Fraud Detection with Artificial Intelligence

January 02, 2005

From 1999 to 2004, I collected information on the topic of ‘Fraud detection’ on my website.

When I started this in 1999 as a research assistant at the University of Karlsruhe, there was not much information available on the topic of ‘Data Science’. Back then, it was more commonly referred to as ‘Knowledge Discovery in Databases’ (KDD) in academic circles or ‘Data Mining’ in the business world.

In november 2001 my web pages on were the site of the month (Le site du mois) of the (no longer existing) web site These pages are gone and are only available at the internet archive.

My web pages on fraud are referenced in the books


Due to technological advancements, more and more areas of daily life are being permeated by computers. Examples include digital communication, internet commerce (E-Commerce), and online banking.

Due to the complexity of these systems, it is very difficult and also very expensive to find all security vulnerabilities before they are operational. Criminals can thus discover security gaps and exploit them for their (often financial) advantage. For example, digital payment systems have been used for money laundering.

When technical systems are misused, methods are needed to detect this misuse and prevent further fraud.

In the field of fraud detection, user data is analyzed to reconstruct and analyze user behavior. Fraud management goes a step further and also includes preventative measures, such as stronger access controls.

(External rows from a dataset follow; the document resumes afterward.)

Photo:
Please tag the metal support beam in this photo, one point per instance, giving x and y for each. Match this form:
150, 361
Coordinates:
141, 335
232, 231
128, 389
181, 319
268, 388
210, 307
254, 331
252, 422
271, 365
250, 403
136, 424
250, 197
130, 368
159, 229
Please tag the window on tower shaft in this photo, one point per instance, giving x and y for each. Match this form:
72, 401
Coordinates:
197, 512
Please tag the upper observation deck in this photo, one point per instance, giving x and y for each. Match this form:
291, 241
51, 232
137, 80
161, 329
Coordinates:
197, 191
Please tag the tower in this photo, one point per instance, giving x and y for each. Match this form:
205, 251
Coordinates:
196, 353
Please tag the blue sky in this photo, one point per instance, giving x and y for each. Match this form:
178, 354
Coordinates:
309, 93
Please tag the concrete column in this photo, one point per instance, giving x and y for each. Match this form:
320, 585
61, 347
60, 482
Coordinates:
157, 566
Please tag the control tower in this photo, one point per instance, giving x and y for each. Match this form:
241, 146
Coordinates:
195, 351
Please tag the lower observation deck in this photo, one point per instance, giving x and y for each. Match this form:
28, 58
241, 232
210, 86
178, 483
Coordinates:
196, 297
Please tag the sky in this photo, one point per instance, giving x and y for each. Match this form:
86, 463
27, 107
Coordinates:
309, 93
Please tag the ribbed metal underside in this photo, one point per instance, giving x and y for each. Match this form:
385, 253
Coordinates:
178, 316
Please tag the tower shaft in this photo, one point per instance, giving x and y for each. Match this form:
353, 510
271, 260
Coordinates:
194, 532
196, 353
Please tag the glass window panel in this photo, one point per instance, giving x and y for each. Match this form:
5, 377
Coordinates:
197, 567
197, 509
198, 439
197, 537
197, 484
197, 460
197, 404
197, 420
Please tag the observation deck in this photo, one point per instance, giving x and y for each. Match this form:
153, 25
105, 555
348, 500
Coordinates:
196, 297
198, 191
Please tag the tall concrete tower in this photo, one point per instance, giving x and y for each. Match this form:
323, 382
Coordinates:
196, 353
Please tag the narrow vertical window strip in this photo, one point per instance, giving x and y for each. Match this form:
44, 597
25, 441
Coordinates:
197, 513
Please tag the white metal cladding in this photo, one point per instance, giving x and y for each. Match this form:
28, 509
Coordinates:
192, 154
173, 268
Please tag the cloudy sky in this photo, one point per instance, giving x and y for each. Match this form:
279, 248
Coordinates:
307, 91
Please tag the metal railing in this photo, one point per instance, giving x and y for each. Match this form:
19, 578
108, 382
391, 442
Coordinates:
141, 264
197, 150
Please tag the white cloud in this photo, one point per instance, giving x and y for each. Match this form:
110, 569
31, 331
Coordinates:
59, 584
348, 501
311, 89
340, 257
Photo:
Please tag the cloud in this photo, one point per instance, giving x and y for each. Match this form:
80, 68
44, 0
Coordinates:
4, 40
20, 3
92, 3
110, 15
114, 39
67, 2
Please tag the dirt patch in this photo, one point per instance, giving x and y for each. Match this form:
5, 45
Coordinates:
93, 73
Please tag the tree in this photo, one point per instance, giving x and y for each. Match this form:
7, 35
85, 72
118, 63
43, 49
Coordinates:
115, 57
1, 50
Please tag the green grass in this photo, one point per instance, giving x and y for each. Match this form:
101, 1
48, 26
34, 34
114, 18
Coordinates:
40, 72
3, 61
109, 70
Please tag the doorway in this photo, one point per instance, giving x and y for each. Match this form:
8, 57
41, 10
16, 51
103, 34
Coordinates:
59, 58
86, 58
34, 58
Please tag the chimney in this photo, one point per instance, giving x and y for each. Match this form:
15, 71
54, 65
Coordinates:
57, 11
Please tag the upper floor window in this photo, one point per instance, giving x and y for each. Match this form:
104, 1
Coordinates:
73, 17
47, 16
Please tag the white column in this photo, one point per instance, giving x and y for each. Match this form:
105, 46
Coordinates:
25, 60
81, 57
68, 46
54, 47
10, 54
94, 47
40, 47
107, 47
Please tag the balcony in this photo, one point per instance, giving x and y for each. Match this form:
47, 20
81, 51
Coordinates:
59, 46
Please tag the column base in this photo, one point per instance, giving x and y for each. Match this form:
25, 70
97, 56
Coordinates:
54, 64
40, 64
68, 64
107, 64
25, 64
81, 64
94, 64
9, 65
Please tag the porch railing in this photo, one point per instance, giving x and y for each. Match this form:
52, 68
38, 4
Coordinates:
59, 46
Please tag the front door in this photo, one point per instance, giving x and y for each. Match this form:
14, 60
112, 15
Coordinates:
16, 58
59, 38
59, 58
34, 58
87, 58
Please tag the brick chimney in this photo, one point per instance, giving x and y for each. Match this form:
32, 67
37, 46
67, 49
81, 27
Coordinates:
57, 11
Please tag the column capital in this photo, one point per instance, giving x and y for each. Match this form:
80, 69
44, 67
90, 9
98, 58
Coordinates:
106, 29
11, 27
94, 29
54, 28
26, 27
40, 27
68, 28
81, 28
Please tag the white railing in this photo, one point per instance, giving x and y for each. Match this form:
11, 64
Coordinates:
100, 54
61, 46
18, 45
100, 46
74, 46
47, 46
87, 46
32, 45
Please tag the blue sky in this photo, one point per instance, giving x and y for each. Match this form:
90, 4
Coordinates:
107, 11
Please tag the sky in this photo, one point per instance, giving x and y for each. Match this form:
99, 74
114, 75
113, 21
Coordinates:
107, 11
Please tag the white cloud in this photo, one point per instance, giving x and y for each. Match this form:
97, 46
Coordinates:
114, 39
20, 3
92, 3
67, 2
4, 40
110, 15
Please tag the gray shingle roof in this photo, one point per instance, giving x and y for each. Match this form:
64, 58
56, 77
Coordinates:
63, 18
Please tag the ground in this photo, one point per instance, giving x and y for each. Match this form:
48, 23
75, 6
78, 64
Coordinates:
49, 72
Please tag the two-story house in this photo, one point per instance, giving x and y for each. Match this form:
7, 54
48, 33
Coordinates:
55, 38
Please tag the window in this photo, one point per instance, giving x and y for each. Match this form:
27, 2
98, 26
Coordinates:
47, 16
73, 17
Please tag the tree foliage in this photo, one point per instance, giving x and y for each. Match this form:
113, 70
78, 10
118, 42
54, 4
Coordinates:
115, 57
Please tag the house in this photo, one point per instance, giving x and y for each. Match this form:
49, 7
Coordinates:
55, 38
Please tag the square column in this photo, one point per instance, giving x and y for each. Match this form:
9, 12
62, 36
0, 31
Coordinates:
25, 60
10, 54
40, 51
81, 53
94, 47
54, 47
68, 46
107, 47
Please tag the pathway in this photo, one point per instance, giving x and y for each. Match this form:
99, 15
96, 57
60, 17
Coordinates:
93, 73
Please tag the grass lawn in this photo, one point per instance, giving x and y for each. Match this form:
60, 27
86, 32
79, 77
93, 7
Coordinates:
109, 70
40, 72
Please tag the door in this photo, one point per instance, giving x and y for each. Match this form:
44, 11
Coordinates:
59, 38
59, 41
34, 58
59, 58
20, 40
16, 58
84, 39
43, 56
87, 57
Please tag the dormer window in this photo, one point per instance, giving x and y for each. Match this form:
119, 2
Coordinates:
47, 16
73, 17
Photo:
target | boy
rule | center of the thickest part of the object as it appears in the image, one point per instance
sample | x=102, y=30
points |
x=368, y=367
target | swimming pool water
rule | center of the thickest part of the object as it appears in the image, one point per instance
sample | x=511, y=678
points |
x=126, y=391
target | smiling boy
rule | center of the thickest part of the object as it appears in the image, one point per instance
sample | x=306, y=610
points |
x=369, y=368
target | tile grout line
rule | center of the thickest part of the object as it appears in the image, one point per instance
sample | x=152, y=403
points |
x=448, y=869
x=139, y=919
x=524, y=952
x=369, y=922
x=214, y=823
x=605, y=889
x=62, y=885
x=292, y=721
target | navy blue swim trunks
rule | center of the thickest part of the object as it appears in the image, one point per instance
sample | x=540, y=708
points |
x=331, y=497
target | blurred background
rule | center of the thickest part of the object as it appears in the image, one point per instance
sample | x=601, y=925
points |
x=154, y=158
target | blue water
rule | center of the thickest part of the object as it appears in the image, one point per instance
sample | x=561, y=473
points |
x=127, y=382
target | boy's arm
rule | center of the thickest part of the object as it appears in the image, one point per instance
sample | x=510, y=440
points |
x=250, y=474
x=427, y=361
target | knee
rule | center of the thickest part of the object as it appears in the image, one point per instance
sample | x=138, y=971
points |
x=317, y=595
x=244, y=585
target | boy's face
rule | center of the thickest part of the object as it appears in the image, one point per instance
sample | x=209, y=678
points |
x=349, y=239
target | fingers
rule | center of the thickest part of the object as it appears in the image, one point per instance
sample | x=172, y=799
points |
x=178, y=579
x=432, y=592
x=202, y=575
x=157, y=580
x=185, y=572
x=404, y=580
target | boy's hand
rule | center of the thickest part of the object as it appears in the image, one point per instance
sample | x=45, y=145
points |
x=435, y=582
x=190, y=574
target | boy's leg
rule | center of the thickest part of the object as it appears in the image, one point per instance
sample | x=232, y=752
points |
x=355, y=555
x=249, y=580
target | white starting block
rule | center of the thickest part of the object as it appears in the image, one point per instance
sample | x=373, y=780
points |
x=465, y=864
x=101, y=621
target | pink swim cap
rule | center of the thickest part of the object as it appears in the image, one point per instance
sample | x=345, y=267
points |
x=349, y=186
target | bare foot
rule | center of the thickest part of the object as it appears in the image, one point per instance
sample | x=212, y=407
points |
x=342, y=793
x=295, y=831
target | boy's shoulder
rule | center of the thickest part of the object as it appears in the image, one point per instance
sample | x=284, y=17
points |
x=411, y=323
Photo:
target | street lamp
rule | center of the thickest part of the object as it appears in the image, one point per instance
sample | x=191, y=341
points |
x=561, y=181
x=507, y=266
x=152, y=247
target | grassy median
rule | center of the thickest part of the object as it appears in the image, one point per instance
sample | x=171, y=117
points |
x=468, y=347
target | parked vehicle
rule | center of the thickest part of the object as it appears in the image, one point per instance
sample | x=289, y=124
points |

Many thanks to the following individuals for their support: Heinz Cech, Tom Fawcett, Carlos Santa Cruz Fernandez, Al Guiva, Reinhold Huber, Andreas Lenk und Alexey Vasilyev.

Types of fraud

Misuse appears in various areas, but the task remains the same: Based on the available data about user behavior, fraudulent cases must be distinguished from normal cases.


Credit card fraud

Internet fraud

Insurance fraud

Money laundering

Computer Crime

Telecommunications fraud

Identity theft

The theory of fraud detection

Numerous algorithms have already been developed in the fields of Knowledge Discovery in Databases (KDD), Data Mining, Machine Learning, and Statistics.

Many of these methods are very general and have been successfully applied in various areas. However, in the field of fraud detection, there are some peculiarities that make the application of these existing methods either impossible or unprofitable.

A unique aspect is that fraud cases only constitute a very small proportion of the total data volume. In statistics, this is referred to as skewed distributions.

For each method of fraud, it is usually necessary to develop a specific detection algorithm, whose parameters must be specially adapted to this ‘pattern of fraud’.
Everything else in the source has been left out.